Token exchanges are successful as they act like stocks. But this could be a problem

Token exchanges are successful as they act like stocks. But this could be a problem - exchange token 1024x768Centralized exchange tokens have skyrocketed this year, but none more so than Hxro, which has gained over 1.000% year to date. One of the reasons they've reacted so well could be that token exchanges have performed as stocks for the companies behind the exchanges, arguably the best sources of revenue in the cryptocurrency industry.

The rush of exchange tokens

Unlike stocks, token exchanges are not regulated. Therefore, as they increasingly act like stocks, regardless of how promising their potential value may be, their regulatory uncertainty only increases.

Hxro isn't the only token exchange this year. FTX's FTX token has risen 157% since January 30, while OKEx's OKB and Binance's BNB have gained around 1% each. Both Hxro and FTX token outperformed bitcoin, which is the # 890 cryptocurrency. 69 by market capitalization, approximately XNUMX% and XNUMX%, respectively.

It could be argued that some centralized token exchanges have become a better investment than bitcoin, which rose above $ 14.000 this week; what they get for tokens is different than what they would get for buying a regular cryptocurrency. Similar to the frequent flyer programs offered by airlines, token exchanges, in theory, were launched to provide their owners with some perks.

For example, some of them allow holders to receive discounts on trading fees. If people use token exchanges in the same way they use airline miles programs, there is no reason to invest in these tokens any more than to buy miles.

A threat to future regulation?

Regulatory uncertainty remains a threat. Regulatory concerns are definitely an issue because, being so similar to stocks under US law, token exchanges have a whole host of SEC regulations to consider.
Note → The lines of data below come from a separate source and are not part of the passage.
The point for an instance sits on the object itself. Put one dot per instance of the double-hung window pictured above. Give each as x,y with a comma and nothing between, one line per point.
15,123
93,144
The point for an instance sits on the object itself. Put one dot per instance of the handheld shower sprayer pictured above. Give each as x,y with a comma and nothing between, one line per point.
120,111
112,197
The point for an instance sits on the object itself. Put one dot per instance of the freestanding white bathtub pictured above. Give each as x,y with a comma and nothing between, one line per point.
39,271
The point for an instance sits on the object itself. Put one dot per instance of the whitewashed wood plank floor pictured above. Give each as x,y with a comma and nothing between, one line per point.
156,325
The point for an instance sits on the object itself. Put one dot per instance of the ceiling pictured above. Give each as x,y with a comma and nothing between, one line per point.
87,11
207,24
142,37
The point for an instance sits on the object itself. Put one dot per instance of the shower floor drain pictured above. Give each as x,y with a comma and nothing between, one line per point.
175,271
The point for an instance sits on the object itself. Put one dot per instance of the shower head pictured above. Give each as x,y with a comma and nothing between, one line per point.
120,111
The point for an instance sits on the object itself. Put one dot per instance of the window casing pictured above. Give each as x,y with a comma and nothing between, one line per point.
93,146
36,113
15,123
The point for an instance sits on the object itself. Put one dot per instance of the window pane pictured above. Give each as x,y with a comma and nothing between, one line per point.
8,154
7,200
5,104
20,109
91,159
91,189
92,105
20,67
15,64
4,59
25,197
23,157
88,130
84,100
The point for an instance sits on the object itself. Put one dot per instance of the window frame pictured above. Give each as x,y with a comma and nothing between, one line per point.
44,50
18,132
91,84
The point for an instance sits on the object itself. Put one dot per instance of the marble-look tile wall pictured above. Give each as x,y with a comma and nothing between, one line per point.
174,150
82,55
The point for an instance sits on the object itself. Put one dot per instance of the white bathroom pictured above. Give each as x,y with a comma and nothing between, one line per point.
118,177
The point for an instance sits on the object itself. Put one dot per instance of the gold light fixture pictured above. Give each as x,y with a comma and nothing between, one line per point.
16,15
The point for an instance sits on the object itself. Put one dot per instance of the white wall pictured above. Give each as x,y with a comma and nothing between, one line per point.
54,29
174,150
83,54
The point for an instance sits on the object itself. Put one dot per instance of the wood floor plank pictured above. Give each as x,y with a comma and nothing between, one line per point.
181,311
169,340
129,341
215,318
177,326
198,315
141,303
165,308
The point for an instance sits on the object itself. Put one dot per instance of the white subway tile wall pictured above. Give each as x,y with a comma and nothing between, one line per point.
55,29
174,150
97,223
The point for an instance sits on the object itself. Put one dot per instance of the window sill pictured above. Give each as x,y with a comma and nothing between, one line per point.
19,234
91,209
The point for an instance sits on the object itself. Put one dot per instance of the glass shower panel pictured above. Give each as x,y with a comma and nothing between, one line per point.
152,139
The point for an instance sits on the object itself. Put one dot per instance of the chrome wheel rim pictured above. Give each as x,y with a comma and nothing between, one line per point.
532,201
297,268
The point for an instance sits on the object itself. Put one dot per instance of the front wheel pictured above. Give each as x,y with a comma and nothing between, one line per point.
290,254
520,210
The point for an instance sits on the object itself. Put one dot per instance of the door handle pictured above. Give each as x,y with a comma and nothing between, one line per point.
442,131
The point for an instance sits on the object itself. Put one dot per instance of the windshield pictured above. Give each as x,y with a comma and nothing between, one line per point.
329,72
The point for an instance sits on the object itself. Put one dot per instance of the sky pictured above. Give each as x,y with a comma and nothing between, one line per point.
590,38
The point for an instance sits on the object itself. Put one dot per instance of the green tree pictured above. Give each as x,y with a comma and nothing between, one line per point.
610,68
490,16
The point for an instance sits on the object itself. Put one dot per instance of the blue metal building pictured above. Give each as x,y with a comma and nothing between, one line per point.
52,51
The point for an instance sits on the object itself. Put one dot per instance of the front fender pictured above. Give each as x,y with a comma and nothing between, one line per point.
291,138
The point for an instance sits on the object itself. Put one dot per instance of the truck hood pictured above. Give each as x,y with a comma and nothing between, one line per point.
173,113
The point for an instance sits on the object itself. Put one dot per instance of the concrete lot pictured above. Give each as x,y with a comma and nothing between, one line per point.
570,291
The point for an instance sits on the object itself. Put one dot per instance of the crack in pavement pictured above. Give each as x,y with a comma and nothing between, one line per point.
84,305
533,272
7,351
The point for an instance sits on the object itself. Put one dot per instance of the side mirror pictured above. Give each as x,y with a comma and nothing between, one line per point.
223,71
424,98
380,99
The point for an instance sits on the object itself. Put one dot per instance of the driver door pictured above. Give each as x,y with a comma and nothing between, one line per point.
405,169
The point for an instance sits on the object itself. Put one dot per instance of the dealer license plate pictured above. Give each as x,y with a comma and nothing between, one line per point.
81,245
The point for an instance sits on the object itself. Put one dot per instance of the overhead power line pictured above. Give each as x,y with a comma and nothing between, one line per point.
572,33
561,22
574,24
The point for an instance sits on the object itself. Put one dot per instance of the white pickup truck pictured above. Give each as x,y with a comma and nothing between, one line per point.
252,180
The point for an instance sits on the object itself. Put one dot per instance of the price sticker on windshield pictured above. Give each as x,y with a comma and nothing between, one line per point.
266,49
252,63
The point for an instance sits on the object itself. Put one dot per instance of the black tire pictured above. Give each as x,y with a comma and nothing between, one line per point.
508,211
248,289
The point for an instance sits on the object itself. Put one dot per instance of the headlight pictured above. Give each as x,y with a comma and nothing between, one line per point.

Exchanges, not to be confused with automated trading software such as Bitcoin Revolution, are already starting to feel some tension due to a recent crackdown on crypto derivatives trading around the world. In early October, the US Commodity Futures Trading Commission (CFTC) and federal prosecutors accused the derivatives exchange giant BitMEX of favoring unregulated trading and other violations, while in the UK, the Financial Conduct Authority (FCA) has banned derivatives trading for retail traders.

OKEx, the second largest crypto derivatives exchange, suspended withdrawals indefinitely last month after saying that one of the exchange's key holders lost contact with the exchange because it is "currently partnering with a public security office for some investigations. " The native token of the OKB exchange lost nearly 30% of its market value the day after the news broke.